La direction de l’établissement a également fortement (et trop) réagi au psychodrame de la « ligue du lol », par la mise en place d’une « vigilance de tous les instants », l’ancienne directrice, Julie Joly, se montrant particulièrement virulente envers cette « meute de cyber-délinquants » et regrettant le fait que l’on « demande aux étudiants en journalisme et en communication d’être sans arrêt sur les réseaux sociaux, créant une hypersollicitation pour communiquer en petits groupes, où les échanges sont bien plus virulents que dans la réalité » ce qui aboutit, selon elle, à une « délinquance faisant un usage détourné de nos propres armes que sont ces réseaux. »
La fin des épreuves écrites d’admissibilité
Pour aller encore plus loin dans sa volonté d’inclusivité et de « recherche de profils atypiques », en mars 2018, l’école annonce la disparition des épreuves écrites d’admissibilité pour son concours d’entrée. Composées largement de questionnaires à choix multiples (QCM) d’actualité et de culture générale, elles sont jugées trop « socialement discriminantes » et favorisant excessivement le « bachotage » au détriment de la « passion » et de « l’engagement civique ». Ces épreuves odieusement rétrogrades sont donc remplacées par un dossier d’admissibilité, que les candidats doivent remplir chez eux, composé de vingt-deux questions et divisé en trois parties : leur personnalité, leur connaissance du métier de journaliste et leur créativité et culture en lien avec l’actualité.

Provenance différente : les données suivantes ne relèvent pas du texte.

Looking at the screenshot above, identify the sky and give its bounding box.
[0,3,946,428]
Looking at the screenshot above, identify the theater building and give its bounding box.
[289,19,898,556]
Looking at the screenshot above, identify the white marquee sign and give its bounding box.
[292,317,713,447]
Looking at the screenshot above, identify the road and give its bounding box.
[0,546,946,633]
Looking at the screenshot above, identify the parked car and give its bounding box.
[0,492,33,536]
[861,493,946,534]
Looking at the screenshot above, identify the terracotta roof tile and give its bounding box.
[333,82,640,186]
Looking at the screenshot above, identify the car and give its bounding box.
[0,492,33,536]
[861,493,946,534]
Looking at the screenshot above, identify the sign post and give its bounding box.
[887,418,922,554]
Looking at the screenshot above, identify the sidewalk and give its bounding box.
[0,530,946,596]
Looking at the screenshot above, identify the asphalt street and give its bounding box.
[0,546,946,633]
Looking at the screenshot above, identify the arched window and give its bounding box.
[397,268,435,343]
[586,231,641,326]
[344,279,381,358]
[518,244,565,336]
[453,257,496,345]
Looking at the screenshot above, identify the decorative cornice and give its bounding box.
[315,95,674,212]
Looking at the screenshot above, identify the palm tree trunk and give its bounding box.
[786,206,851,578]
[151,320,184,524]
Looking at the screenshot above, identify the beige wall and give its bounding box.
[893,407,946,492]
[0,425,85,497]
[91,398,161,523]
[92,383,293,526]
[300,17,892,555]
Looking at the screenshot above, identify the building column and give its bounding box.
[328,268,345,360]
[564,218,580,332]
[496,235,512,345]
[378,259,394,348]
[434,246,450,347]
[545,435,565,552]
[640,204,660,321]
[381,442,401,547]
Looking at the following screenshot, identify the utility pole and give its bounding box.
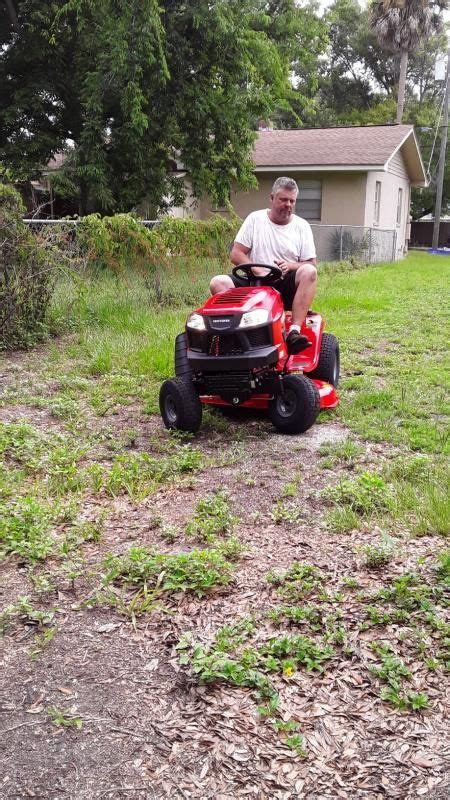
[432,44,450,248]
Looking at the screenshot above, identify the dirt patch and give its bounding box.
[0,350,447,800]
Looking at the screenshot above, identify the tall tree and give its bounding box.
[0,0,323,213]
[372,0,447,124]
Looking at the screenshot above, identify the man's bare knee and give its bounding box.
[209,275,234,294]
[295,264,317,286]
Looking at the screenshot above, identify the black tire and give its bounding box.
[159,376,202,433]
[175,333,191,377]
[269,375,320,433]
[308,333,340,386]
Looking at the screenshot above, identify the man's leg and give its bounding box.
[292,264,317,329]
[286,264,317,355]
[209,275,234,294]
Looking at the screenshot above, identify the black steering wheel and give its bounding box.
[231,262,283,286]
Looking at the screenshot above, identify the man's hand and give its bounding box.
[274,261,299,278]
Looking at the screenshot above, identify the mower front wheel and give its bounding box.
[159,376,202,433]
[308,333,340,386]
[269,375,320,433]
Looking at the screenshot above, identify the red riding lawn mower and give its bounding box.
[159,264,339,433]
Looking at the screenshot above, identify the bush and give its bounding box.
[77,214,241,274]
[0,184,54,350]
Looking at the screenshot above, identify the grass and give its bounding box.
[0,255,450,768]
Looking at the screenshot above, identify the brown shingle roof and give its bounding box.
[253,125,413,168]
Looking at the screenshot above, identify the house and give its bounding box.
[181,125,426,260]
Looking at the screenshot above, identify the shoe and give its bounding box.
[286,331,311,356]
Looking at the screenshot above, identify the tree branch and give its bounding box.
[6,0,20,33]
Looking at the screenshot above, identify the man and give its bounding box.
[210,178,317,354]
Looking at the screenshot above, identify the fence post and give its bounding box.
[392,231,397,261]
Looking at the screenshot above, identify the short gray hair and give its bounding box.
[271,178,298,194]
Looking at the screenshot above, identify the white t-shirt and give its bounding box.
[235,208,316,264]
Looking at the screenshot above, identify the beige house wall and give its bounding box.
[364,161,410,258]
[227,170,366,225]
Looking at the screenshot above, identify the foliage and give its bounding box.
[186,491,236,542]
[0,0,324,211]
[0,184,55,350]
[323,472,392,516]
[371,0,447,124]
[104,546,233,597]
[77,214,240,275]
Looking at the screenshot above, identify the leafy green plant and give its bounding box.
[270,500,303,525]
[103,547,233,597]
[47,706,83,730]
[267,561,325,600]
[0,495,55,562]
[369,642,428,711]
[0,596,55,631]
[186,491,236,543]
[358,534,397,569]
[0,188,57,350]
[323,472,392,516]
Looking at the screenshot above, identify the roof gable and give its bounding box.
[253,125,425,183]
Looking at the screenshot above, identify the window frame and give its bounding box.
[396,186,403,226]
[373,181,381,225]
[295,178,323,222]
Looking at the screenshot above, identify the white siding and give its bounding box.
[388,150,408,180]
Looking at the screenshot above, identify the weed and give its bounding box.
[0,596,55,631]
[104,547,233,597]
[369,642,428,711]
[286,733,307,758]
[270,500,303,525]
[267,603,324,631]
[47,706,83,730]
[49,394,81,422]
[0,496,55,562]
[319,439,364,469]
[358,534,396,569]
[267,561,325,600]
[326,506,361,533]
[186,491,236,543]
[436,550,450,586]
[322,472,392,517]
[103,446,202,500]
[342,575,361,589]
[29,627,56,659]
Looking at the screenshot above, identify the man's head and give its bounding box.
[269,178,298,225]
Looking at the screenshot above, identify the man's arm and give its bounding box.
[230,242,251,267]
[275,258,317,275]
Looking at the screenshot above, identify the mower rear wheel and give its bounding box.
[175,333,191,377]
[159,376,202,433]
[269,375,320,433]
[308,333,340,386]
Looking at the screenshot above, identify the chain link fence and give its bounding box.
[311,224,397,264]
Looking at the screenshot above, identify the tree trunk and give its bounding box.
[6,0,20,33]
[396,50,408,125]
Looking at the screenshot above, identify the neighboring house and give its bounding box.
[175,125,426,260]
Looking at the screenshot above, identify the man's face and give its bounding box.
[270,189,297,225]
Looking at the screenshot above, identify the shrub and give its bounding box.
[0,184,55,350]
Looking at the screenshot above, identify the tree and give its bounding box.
[0,0,326,213]
[372,0,447,124]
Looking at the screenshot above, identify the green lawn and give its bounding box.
[0,255,450,796]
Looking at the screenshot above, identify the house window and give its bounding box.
[373,181,381,225]
[397,189,403,225]
[295,181,322,220]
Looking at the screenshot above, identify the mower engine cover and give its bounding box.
[186,286,286,373]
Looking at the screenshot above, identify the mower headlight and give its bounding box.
[239,308,269,328]
[186,314,205,331]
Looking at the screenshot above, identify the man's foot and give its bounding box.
[286,331,311,356]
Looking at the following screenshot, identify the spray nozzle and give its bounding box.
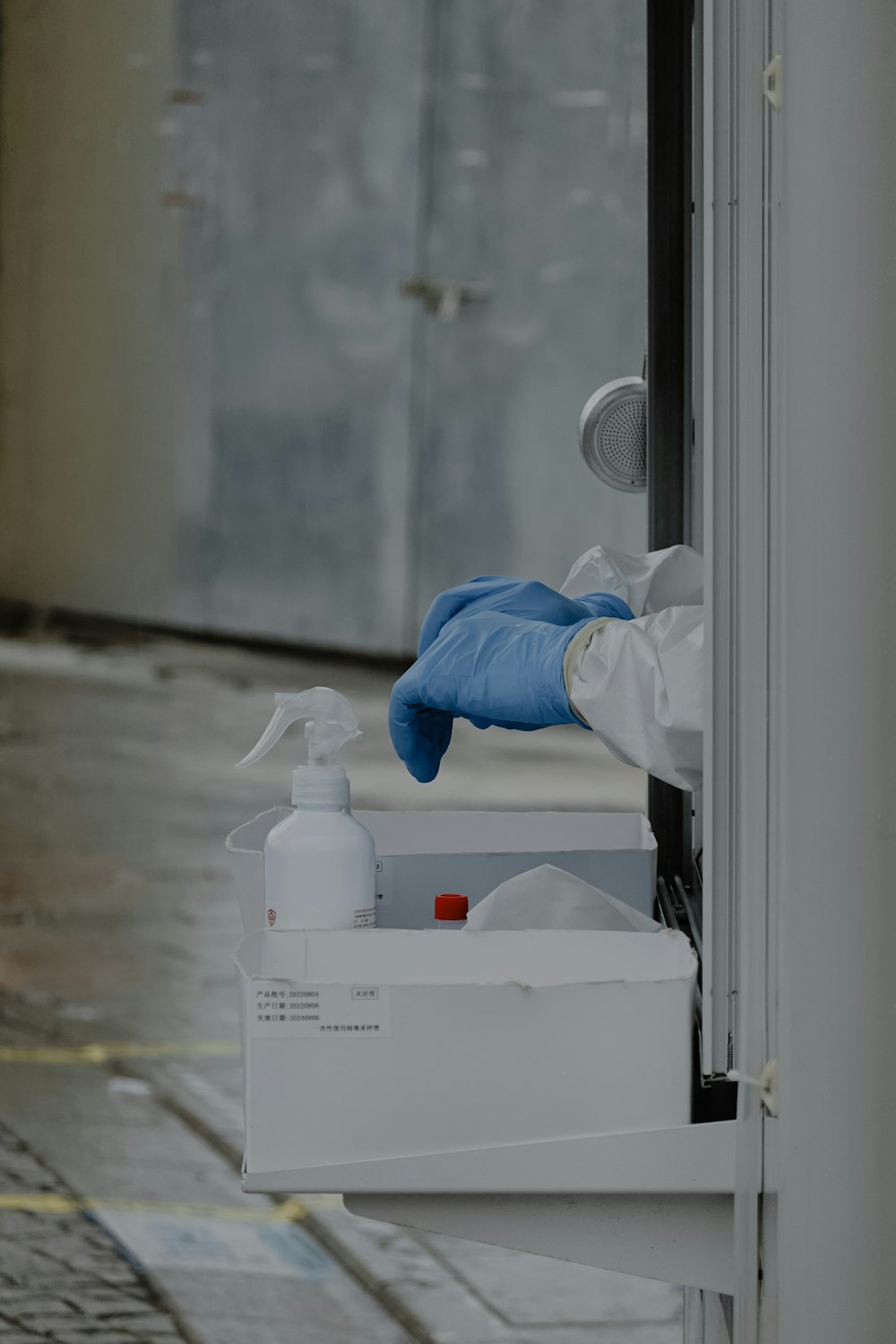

Dans cette nouvelle mouture de l’admissibilité, jugée largement « subjective » pour ne pas dire « démagogique » par certains observateurs, on trouve des questions assez déconcertantes comme celle demandant de « décrire un endroit extraordinaire situé à moins de 10 kilomètres de chez vous » ou de « laisser libre-cours à sa créativité en imaginant l’interview de ses rêves ». On se situe en effet ici non loin des fameuses « rédactions à sujet libre » des écoles primaires d’antan.
Aux critiques rappelant que, avec cette forme de dossier, les candidats peuvent se faire assister, corriger et aider par des tiers, les promoteurs de cette innovation répondent que «se faire relire, demander l’avis des autres, se renseigner auprès d’autrui, multiplier les conseils, est le principe même de notre métier ». La tricherie, base du journalisme ? On n’ose y croire…
Notes
1Le groupe Abilways est une société française intervenant dans le domaine de la formation professionnelle continue qui appartient à la famille Mulliez à travers sa société d’investissement Creadev.